In a statement, the U.S. command said the six bombs were discovered 
early Wednesday in widely scattered areas of the Iraqi capital.
    
"We've been very successful finding and destroying improvised explosive 
devices in Baghdad, limiting the insurgent's ability to kill or injure 
innocent Iraqis," said Maj. Philip Smith, a spokesman for the 1st 
Cavalry Division and Task Force Baghdad.

The car bombs in Riyadh, located about 40 miles southwest of Kirkuk, 
exploded at a police station, in front of the mayor's office and along a 
road used by U.S. troops, police said. Nine people were injured in 
addition to the five deaths.

Residents of the insurgent-filled city of Ramadi, 70 miles west of 
Baghdad, reported clashes there Wednesday between U.S. troops and 
rebels. The fighting erupted when militants attacked a U.S. patrol with 
rocket-propelled grenades, the residents said. One Iraqi was killed and 
two were wounded, doctors said.

Insurgents also attacked buildings linked to Sunday's national 
elections. The rebels have threatened attacks against polling centers, 
candidates and voters in an attempt to derail the vote.

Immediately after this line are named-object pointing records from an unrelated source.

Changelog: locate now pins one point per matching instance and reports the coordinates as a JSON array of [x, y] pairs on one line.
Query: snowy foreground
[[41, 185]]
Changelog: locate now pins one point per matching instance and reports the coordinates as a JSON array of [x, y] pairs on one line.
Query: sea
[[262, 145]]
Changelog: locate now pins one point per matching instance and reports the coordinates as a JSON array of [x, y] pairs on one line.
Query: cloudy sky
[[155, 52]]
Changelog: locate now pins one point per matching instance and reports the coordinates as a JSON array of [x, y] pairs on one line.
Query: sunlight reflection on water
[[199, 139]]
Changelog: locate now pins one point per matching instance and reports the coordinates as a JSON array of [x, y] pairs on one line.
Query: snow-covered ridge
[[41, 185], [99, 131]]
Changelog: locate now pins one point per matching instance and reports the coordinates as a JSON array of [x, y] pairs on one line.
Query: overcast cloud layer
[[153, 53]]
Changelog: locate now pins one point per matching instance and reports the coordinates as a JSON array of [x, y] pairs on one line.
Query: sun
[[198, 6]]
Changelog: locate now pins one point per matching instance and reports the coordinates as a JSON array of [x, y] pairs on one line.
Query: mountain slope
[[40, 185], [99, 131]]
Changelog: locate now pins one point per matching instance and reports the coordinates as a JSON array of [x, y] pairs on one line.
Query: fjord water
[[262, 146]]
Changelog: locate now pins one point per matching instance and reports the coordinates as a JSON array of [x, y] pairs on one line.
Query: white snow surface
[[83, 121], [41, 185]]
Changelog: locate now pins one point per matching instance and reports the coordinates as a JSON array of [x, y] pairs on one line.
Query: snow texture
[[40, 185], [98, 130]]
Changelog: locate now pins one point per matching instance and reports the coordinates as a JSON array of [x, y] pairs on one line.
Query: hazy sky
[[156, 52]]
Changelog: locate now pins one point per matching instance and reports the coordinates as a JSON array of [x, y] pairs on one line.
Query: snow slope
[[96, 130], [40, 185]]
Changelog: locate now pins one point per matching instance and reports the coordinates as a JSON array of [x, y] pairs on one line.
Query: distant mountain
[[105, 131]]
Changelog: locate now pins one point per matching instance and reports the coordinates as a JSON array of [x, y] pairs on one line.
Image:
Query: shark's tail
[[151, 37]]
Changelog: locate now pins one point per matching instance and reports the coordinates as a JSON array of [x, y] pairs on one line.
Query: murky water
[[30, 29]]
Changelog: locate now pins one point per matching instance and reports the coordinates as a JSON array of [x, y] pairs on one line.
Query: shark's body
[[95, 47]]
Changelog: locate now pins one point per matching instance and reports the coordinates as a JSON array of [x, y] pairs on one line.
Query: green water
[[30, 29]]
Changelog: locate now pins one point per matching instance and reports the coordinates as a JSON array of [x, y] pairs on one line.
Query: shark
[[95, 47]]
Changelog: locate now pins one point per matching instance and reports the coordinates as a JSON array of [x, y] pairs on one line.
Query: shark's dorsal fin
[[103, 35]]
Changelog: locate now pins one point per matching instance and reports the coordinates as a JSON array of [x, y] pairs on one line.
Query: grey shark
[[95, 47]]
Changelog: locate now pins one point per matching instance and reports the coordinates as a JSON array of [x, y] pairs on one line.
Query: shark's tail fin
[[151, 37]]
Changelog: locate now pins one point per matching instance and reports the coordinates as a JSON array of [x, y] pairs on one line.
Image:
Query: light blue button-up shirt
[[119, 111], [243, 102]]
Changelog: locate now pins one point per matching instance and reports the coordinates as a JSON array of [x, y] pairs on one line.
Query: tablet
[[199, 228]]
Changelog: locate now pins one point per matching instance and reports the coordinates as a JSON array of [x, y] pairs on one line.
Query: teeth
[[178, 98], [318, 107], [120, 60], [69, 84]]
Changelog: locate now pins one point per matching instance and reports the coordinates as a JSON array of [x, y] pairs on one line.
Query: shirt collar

Two schools slated to be used as polling stations were bombed overnight, 
and a bomb was found in a third school but defused.

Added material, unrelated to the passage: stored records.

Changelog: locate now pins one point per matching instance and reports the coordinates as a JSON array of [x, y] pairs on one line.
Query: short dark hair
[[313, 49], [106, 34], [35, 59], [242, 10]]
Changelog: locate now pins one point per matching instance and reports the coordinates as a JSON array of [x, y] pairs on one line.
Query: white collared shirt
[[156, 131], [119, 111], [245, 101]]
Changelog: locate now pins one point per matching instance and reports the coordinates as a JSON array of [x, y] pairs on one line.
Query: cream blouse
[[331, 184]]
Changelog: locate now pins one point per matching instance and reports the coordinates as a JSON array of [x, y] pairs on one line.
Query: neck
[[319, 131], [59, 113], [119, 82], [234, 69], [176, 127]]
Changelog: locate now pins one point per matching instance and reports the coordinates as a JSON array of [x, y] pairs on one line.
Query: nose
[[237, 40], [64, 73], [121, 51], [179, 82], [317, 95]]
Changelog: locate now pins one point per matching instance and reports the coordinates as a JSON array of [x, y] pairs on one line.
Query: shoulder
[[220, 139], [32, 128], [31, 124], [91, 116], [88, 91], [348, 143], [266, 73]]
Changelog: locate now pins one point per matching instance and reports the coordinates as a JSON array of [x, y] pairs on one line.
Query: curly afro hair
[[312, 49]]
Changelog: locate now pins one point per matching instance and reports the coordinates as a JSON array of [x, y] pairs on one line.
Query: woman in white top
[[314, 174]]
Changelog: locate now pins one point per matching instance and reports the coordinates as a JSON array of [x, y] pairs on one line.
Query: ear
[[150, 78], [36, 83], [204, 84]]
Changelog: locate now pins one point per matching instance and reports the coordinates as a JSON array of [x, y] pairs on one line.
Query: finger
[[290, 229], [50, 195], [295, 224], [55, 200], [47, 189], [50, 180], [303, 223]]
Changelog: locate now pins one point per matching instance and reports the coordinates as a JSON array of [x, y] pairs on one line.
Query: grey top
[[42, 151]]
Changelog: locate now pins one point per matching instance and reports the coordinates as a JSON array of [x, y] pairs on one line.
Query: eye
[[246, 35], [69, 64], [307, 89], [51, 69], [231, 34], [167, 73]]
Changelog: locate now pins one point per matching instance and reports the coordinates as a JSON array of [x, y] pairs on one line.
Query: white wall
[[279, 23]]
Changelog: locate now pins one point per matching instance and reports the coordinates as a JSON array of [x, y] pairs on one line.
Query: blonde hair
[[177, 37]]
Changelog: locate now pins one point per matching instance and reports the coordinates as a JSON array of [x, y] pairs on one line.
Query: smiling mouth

A ground floor classroom in one of the buildings, a preparatory school 
for girls, was littered with shattered glass and its main entrance was 
blackened and clogged with debris.

Al-Arabiya television broadcast a videotape showing three men identified 
by insurgents as election workers who were kidnapped in the northern 
city of Mosul. The satellite station said the three were abducted by the 
Nineveh Mujahedeen, which threatened to attack polling stations on 
election day.

The Iraqi government on Wednesday announced it would ban travel between 
provinces and extend the hours of curfew from 7 p.m. until 6 a.m., 
starting Friday, as part of heightened security before the elections.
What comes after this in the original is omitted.